Johannesburg, South Africa — MININGREVIEW.COM — 18 May 2010 – The South African rail and port strike situation has deteriorated, and Reuters reports that it is threatening to bring Africa’s biggest economy to a standstill as it moves into its second week.

Weekend talks to end the strike over pay at state-owned logistics group Transnet failed, and both the company and unions said no new negotiations had been planned.

The strike has dented exports of metals. Some suppliers said they could not supply ferrochrome to their customers. The supply of coal to power plants has only been slightly affected, however a prolonged strike may hit exports of iron ore and coal once stocks are used up. Miners said they were running out of storage space and would need to cut production if they could not ship products to ports.

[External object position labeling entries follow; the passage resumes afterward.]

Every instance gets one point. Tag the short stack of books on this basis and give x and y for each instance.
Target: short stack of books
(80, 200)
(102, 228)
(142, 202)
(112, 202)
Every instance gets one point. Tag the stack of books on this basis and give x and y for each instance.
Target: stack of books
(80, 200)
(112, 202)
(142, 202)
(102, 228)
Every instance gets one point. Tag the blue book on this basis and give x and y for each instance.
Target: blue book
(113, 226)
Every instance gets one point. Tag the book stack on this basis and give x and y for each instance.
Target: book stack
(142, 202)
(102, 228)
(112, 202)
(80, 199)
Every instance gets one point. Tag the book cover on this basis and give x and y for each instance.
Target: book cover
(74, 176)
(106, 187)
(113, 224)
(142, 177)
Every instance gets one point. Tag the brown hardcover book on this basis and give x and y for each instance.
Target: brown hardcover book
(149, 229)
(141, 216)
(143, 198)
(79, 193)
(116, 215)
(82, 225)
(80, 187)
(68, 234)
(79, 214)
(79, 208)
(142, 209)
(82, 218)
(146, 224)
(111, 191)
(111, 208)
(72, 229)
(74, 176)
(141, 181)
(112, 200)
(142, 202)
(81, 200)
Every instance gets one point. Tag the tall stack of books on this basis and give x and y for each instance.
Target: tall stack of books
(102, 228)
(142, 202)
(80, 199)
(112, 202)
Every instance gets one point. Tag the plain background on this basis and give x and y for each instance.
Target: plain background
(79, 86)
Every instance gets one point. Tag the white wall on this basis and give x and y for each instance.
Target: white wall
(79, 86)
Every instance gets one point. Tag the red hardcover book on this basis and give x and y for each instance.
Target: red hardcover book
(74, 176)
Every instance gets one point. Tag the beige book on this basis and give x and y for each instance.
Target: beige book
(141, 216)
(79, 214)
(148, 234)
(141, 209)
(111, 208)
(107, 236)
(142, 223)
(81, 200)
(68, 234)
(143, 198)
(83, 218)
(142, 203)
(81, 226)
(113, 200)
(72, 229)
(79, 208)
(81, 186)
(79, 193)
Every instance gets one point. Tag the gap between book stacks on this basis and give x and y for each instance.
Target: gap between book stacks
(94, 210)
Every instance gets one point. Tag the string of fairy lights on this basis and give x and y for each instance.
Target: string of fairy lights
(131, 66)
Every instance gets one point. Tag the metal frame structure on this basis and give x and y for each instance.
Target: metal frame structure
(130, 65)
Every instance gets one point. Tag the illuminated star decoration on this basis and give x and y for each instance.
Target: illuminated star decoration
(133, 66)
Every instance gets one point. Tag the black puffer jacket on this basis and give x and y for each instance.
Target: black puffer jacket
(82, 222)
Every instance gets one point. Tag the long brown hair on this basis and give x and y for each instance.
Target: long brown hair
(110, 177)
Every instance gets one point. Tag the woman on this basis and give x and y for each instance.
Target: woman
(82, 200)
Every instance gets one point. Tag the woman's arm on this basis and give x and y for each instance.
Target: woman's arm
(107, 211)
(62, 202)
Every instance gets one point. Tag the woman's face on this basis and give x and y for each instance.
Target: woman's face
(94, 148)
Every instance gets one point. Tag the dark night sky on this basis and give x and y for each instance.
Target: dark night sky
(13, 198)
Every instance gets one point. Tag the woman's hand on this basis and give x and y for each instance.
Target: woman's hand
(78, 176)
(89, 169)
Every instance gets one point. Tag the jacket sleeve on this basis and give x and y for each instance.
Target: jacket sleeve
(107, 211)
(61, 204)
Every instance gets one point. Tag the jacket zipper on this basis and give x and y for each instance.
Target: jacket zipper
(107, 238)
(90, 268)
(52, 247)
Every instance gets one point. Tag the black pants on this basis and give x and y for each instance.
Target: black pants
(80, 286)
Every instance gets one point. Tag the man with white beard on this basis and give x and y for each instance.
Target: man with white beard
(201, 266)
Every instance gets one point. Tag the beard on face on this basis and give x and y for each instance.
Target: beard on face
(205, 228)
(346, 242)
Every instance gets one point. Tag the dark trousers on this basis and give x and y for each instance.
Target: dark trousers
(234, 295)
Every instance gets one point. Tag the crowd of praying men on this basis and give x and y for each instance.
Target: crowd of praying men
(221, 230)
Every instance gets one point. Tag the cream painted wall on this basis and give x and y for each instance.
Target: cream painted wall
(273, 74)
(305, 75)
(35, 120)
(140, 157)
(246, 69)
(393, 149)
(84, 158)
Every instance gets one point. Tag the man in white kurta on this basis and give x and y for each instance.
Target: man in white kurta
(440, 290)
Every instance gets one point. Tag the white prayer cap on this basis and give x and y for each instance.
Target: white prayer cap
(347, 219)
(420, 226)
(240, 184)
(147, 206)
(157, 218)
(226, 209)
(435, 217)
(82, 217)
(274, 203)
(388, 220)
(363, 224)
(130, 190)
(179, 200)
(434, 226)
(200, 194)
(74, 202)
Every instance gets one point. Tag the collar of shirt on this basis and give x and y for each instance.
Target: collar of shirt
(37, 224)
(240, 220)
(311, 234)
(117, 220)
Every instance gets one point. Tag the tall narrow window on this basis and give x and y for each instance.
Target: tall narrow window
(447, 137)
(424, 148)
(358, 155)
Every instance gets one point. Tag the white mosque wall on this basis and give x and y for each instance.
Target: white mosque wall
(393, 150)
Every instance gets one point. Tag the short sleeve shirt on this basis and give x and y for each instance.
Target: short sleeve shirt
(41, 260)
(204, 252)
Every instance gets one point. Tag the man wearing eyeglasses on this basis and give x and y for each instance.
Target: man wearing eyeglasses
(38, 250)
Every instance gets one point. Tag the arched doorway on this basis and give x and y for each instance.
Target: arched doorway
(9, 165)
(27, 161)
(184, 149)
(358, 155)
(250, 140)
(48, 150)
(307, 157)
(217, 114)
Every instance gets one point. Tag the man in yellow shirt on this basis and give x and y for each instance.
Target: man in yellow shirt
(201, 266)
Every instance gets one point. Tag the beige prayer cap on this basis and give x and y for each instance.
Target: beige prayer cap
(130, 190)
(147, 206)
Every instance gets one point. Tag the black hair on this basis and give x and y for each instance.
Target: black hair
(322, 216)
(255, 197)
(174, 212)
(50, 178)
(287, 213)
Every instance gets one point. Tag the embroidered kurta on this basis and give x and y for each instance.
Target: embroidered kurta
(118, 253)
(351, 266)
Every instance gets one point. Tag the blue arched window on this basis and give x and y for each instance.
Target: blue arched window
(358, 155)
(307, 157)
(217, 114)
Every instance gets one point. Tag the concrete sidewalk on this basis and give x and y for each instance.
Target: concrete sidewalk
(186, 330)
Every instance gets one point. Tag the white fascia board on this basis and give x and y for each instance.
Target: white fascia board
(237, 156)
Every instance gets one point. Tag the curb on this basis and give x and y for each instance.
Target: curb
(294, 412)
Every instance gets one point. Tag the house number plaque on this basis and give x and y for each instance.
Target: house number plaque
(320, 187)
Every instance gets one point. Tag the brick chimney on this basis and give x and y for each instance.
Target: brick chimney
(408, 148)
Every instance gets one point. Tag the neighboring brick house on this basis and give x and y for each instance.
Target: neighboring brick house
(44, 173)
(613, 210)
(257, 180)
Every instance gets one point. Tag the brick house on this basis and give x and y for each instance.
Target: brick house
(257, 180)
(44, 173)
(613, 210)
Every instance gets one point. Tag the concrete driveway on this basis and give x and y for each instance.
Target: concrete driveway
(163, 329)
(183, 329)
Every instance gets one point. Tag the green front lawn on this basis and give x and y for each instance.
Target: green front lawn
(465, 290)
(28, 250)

The strike is the latest protest in the country ahead of next month’s soccer World Cup, and FIFA said imports of some equipment for the event had been affected.

The United Transport and Allied Trade Union (Utatu), and the South African Transport and Allied Workers Union (Satawu), have asked union federations Fedusa and Cosatu to join the strike. Yesterday they also began a strike at South Africa’s Passenger Rail Agency (Prasa), halting all commuter rail operations.

The unions want at least a 12% pay rise, while Transnet says it cannot afford more than 11 %. The two unions represent some 85% of Transnet’s staff, and their action has paralysed two-thirds of the company’s services. However some workers returned to work yesterday, saying they could not afford to lose more income.

Reuters reports that economists could not put an exact figure on losses from the strike, especially since many companies had anticipated industrial action and build up their inventories, but some estimated the loss in the hundreds of millions of rand.

“The effect almost day-by-day becomes exponentially bigger, and then we quickly are getting into billions of rand. A few more days and this will be massively disruptive to the economy," said Stanlib chief economist Kevin Lings.